His owner went overseas for work, left him with his abuela too old and too weak to handle his walks. Newt is reactive, he hates kids, other dogs, joggers and Black men—funny, ’cause he is Black as well.
I don’t blame him. He was rehomed five times, which is definitely considered a rough puppyhood. Heard he bit his first owner so hard he had to get stitches and popped Newt right back into the shelter. Some Black man took him. Every time, he was returned to the shelter.
Newt LOVES me, so I don’t care.
The owner said Newt hates most people—men and children specifically. I seem like both and he still adores me, rubbing his head on my shorts, leaving them smelling like raw defrosted chicken.
“He don’t usually like men, how come?”
“Yeah, I wonder why…”
Newt knows my secret. From the second we met, he kept it—or I will say, he had no choice but to keep it.

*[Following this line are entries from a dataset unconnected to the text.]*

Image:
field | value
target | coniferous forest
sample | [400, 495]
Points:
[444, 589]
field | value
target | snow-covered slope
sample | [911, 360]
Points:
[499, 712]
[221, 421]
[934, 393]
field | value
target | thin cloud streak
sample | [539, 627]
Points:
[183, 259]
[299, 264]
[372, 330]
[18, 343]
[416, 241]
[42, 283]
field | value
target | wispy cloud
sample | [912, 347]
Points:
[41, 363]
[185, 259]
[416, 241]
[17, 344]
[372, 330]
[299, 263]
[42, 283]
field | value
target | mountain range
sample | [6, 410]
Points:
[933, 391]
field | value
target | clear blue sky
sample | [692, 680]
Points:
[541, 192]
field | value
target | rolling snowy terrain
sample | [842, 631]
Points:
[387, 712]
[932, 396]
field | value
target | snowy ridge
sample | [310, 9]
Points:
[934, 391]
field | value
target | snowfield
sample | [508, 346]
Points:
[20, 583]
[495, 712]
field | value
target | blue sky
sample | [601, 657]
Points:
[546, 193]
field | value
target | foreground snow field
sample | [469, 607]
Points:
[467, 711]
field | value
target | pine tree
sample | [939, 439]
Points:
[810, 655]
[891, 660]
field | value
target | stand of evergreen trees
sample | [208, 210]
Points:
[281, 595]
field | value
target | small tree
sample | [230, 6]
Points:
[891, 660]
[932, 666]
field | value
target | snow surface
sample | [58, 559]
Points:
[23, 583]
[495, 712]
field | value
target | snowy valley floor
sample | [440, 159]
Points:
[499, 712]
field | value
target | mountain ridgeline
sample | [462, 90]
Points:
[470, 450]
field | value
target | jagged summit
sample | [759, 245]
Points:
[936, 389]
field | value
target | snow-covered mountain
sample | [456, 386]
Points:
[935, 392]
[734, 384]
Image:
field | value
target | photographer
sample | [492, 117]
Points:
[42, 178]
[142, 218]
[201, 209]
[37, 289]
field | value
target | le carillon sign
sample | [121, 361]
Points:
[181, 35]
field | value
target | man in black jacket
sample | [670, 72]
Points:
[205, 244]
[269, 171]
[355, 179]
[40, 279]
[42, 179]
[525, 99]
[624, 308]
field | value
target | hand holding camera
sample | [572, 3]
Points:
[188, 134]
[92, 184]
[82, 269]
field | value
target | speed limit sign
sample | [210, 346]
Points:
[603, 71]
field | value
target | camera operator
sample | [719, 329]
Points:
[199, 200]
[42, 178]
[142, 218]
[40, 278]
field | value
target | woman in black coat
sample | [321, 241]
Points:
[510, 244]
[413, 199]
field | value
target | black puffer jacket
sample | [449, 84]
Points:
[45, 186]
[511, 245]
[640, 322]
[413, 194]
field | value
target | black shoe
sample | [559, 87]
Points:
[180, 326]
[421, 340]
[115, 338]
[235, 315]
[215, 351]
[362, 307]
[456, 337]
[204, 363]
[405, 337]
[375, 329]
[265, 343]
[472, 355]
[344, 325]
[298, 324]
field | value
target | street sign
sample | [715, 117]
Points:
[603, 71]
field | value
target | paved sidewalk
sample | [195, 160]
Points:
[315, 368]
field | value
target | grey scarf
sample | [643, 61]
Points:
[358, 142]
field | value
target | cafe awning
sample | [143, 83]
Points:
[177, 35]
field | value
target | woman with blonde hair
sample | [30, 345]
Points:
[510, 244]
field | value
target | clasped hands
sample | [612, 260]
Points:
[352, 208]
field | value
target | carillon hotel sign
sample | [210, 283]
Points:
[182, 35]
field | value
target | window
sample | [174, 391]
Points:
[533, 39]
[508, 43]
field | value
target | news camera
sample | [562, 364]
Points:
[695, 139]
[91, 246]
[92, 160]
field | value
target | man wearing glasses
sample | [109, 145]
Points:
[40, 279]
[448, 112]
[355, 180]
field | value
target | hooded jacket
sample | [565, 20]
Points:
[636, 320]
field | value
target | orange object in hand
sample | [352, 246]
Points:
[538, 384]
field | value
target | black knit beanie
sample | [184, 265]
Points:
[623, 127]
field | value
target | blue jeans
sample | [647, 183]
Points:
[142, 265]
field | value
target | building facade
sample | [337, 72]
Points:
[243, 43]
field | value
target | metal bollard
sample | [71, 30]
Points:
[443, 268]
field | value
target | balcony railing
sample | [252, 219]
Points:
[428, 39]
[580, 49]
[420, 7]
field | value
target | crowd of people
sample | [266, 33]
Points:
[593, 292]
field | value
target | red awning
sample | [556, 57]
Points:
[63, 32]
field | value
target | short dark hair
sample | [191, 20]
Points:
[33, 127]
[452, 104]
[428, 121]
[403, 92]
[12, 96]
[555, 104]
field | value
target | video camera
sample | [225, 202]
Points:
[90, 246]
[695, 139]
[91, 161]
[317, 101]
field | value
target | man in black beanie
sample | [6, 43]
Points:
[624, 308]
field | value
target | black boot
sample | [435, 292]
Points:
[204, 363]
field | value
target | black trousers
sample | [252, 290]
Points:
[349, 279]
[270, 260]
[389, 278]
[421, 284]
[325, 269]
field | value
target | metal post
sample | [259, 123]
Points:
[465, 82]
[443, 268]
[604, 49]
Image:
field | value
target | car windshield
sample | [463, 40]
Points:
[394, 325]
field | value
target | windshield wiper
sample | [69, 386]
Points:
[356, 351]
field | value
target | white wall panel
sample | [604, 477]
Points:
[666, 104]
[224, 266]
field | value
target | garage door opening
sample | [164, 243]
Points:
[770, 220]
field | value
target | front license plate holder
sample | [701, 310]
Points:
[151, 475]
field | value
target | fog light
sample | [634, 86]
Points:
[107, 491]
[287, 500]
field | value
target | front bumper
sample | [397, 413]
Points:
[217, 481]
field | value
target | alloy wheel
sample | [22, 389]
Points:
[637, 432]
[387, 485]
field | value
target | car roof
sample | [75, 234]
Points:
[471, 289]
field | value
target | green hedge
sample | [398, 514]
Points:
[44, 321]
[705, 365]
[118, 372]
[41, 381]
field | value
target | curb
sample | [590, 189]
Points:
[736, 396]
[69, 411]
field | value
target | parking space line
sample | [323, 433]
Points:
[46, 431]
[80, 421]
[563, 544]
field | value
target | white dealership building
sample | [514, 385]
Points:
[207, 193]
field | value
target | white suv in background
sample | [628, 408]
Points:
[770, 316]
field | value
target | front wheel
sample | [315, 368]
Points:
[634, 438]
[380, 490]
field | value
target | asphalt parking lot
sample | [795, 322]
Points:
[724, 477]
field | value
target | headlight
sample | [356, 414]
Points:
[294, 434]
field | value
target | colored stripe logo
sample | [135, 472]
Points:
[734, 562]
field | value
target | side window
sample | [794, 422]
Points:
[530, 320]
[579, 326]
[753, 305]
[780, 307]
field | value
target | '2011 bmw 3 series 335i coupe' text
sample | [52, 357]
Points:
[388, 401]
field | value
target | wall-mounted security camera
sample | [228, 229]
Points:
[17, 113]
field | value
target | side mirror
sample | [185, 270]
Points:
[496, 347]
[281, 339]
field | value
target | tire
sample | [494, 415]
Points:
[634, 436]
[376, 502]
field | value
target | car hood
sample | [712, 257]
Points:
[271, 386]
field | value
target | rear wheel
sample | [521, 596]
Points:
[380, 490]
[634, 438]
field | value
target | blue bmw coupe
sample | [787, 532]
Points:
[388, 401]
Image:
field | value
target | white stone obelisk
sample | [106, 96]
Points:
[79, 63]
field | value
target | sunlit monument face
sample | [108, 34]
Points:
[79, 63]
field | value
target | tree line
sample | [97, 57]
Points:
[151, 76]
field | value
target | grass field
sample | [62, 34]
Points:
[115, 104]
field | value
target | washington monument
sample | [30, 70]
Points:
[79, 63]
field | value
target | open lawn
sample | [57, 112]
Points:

Been three months now, we’re practically friends.
“Hey Newt, have you ever rode on a ferry before?
’Cause I didn’t. I’ve never ridden a ferry before—a cruise ship, a yacht, sure—but never a ferry.
Maybe I perhaps should ride it sometime.”

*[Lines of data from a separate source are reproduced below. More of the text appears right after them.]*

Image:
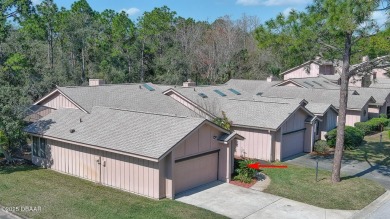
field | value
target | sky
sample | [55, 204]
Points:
[200, 10]
[204, 10]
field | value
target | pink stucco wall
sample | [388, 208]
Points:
[133, 174]
[257, 144]
[201, 141]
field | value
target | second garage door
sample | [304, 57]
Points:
[196, 171]
[292, 143]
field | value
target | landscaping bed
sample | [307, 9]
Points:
[242, 184]
[299, 184]
[62, 196]
[372, 150]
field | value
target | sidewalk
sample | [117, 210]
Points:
[378, 209]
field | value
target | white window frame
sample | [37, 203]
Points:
[39, 147]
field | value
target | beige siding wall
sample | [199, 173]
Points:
[190, 106]
[352, 117]
[119, 171]
[257, 144]
[278, 145]
[329, 122]
[295, 122]
[57, 101]
[303, 72]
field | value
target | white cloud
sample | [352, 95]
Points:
[36, 2]
[287, 11]
[380, 17]
[271, 2]
[131, 11]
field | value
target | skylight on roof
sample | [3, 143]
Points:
[220, 93]
[308, 83]
[315, 82]
[202, 95]
[234, 91]
[148, 87]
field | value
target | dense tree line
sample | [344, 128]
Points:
[43, 46]
[52, 46]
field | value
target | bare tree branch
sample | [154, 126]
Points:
[329, 46]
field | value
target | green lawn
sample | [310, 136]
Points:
[298, 183]
[372, 150]
[63, 196]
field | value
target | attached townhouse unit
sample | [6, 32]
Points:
[274, 129]
[357, 109]
[131, 137]
[358, 105]
[319, 67]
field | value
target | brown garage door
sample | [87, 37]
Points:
[293, 143]
[195, 171]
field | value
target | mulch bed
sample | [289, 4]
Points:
[242, 184]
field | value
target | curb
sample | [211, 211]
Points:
[373, 206]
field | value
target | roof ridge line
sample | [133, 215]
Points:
[144, 112]
[256, 101]
[75, 86]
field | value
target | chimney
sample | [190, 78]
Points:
[96, 82]
[189, 83]
[271, 78]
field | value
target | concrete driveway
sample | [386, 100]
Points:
[237, 202]
[372, 171]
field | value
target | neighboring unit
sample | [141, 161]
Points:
[273, 129]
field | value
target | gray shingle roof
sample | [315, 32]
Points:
[251, 86]
[317, 96]
[318, 108]
[126, 96]
[145, 134]
[379, 95]
[381, 83]
[243, 110]
[317, 82]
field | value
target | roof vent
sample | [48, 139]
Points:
[147, 86]
[271, 78]
[220, 93]
[202, 95]
[234, 91]
[189, 83]
[96, 82]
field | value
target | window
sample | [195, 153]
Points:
[317, 127]
[39, 147]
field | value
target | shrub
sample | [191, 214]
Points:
[372, 125]
[365, 127]
[321, 147]
[244, 173]
[352, 139]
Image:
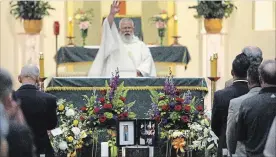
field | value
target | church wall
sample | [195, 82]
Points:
[48, 42]
[241, 34]
[188, 29]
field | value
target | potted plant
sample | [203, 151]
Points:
[32, 13]
[213, 13]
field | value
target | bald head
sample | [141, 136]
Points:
[267, 71]
[126, 20]
[254, 54]
[126, 26]
[29, 74]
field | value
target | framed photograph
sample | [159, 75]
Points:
[137, 151]
[126, 132]
[147, 132]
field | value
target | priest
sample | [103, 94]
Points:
[121, 49]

Newt chomped down on a snail.
“EA! AY! No! Newt!”
I grabbed his head, forced his mouth open, right hand grabbing his top snout.
“Let it GO!”
He shook his head—up and down, left and right—like a bottle of champagne unopened since the ’80s.
“Spit it out, goddamn it, please!”
I pulled out his tongue, wiggled it in the air, liquids flowing out from his throat to my hand and dripping to the floor in a huge clot.
The snail slid off, smashed into the grass, into a pile of slimy mush.
“EWWWWW, Newt, that’s DISGUSTING!”
His saliva, the snail’s “juice,” trapped my hands.
I looked down. The snail was still moving, shell crushed into countless pieces, barely recognisable as what used to be a snail.
Newt tried to grab a round two. I pulled him away and stomped on that poor snail—ended his misery.
“You are nasty, man.”
I glanced around—okay, no one watching. I wiped my hands on Newt’s blue shirt.
“Sorry bro, my bad.”
He’s been eating “questionables,” so I’m not even a little surprised. This is relatively normal compared to that 2 by 2cm hard transparent plastic and the quarter of a bamboo chopstick.
I arrived home at 8:30.
Don’t ask me how.
I heard the loud talking from outside.
I heard my name.
I stopped. Just listened from the outside.
Then—I didn’t want to listen anymore.
Was I disappointed? Not exactly.
Sad? Not entirely.
I don’t know.
So I entered and repeated some of the things I’d heard—mockingly.
I heard a loud “AWKWARD” from someone.
But they were weirdly supportive of me going vegetarian.
So I let it go.
Again, it’s better for them to see me that way.